The large scale mutant hunt produced eight verified LOI mutants; S3E7-111, S3E7-223,
S3E7-176, S3E7-106, S3E7-129, S3E7-1 and S3E7-28, none of which inserted into any of the three BGC predicted by JGI. Although, three insertions (S3E7-223, S3E7-176 & S3E7-106) were found to be located within a single gene encoding for a thioredoxin reductase which is involved in the catalysis of many redox reaction (Arnér & Holmgren, 2001). The S3E7-28 insertion was characterized as a TruD family tRNA pseudouridine synthase gene which are involved in modifying uridine into pseudouridine used in tRNA (Hamma & Ferré-D'Amaré, 27
2006) The S3E7-1 insertion was an alginate O-acetyltransferase complex protein AlgI which is involved in acetylation of alginate. S3E7-111 was identified as a poly(beta-D-mannuronate) C5 epimerase only 5,514bp upstream from the S3E7-1 insertion. The S3E7-129 insertion was identified as a glucose-1-phosphate thymidylyltransferase which catalyzes the formation of dTDP-glucose, from dTTP (Blankenfeldt et al., 2000).
3.3.3 LE22A5 mutant hunt
The Antagonistic assays (Figure 2) were performed to see how many of the 28 MDR pathogens (Table 5) were shown to be inhibited by the strain. LE22A5 was capable of inhibiting the growth of 3 out of the total 28 MDR pathogens (Table 11) and was found in population 8
(Table 1). Due to the LE22A5 genome sequence being returned later than planned, it could not be sent to JGI for annotation. Instead, antiSMASH was used to identify BGC’s within the genome. The AP-PCR sequences of the mutants was aligned with the wild-type genome to determine location of the Tn insertion and the sequences were put through BLASTX to determine the product of the gene that was mutated. A total of eight LOI mutants were verified;
LE22A5-218, LE22A5-270, LE22A5-92, LE22A5-9, LE22A5-44, LE22A5-30, LE22A5-58,
LE22A5-220. LE22A5-218 (Table 9). One Tn insertion was found to be located within a BGC predicted by antiSMASH to produce an NRPS (Table 8). Due to LE22A5 and S5F11 being in close proximity on the phylogenetic tree, the genomes were aligned through BLASTn to assess similarity. The genomes are shown to have a 99.22% identity score with a 94% query coverage.

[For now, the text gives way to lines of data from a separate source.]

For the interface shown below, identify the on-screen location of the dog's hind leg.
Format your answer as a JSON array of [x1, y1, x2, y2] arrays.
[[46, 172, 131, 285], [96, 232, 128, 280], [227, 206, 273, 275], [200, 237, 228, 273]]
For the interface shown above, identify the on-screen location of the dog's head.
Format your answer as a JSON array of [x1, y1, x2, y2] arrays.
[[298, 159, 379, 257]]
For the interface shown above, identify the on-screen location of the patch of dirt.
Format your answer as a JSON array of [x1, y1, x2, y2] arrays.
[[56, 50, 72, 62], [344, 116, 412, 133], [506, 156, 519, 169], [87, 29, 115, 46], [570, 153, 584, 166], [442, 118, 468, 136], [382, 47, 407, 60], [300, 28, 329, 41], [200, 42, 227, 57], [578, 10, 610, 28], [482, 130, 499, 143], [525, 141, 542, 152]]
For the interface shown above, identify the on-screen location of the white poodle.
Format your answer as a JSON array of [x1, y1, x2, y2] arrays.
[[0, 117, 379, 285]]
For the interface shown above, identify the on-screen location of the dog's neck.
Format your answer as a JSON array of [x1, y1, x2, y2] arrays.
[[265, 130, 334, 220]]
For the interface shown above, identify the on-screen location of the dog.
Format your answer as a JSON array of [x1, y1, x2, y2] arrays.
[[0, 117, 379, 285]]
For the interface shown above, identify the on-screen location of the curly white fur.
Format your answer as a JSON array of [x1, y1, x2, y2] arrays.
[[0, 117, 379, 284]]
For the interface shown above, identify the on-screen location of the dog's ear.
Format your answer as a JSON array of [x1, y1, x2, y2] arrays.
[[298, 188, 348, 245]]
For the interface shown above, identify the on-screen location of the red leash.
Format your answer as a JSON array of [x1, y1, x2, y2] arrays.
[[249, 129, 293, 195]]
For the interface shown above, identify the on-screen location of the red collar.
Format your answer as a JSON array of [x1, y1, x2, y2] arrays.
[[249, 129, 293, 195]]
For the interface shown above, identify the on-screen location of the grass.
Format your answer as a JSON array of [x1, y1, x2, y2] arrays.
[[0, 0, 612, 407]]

The open reading frames of the BGC’s were also aligned using BLASTn to determine if they were identical. The identity score was found to be 99.35% with a query coverage of 100%. Both sequences of the BGC were then put through PRISM to observe how similar the NRPS domains 28 were and to see if the product structures were the same. The results show that the NRPS system and the final structure are slightly different (Figure 8).
The other Tn insertions were found to be located in genes outside of BGC. LE22A5-270 was found to be located within a cysteine synthase CysM gene. LE22A5-92 and LE22A5-9 were found to have the Tn insertion within the same gene. This gene was predicted to be involved in the tol-pal system named the YbgF gene. LE22A5-44 is found to have the insertion within a
PilZ-containing protein. Another mutation not found in a BGC was in LE22A5-30. This strain had the insertion within a gene encoding a bacterioferritin. Mutant LE22A4-58 was found to have an insertion within an ATP-binding cassette domain-containing protein. Finally, mutant
LE22A5-220 was found to have an insertion within a sulfite reductase ferredoxin.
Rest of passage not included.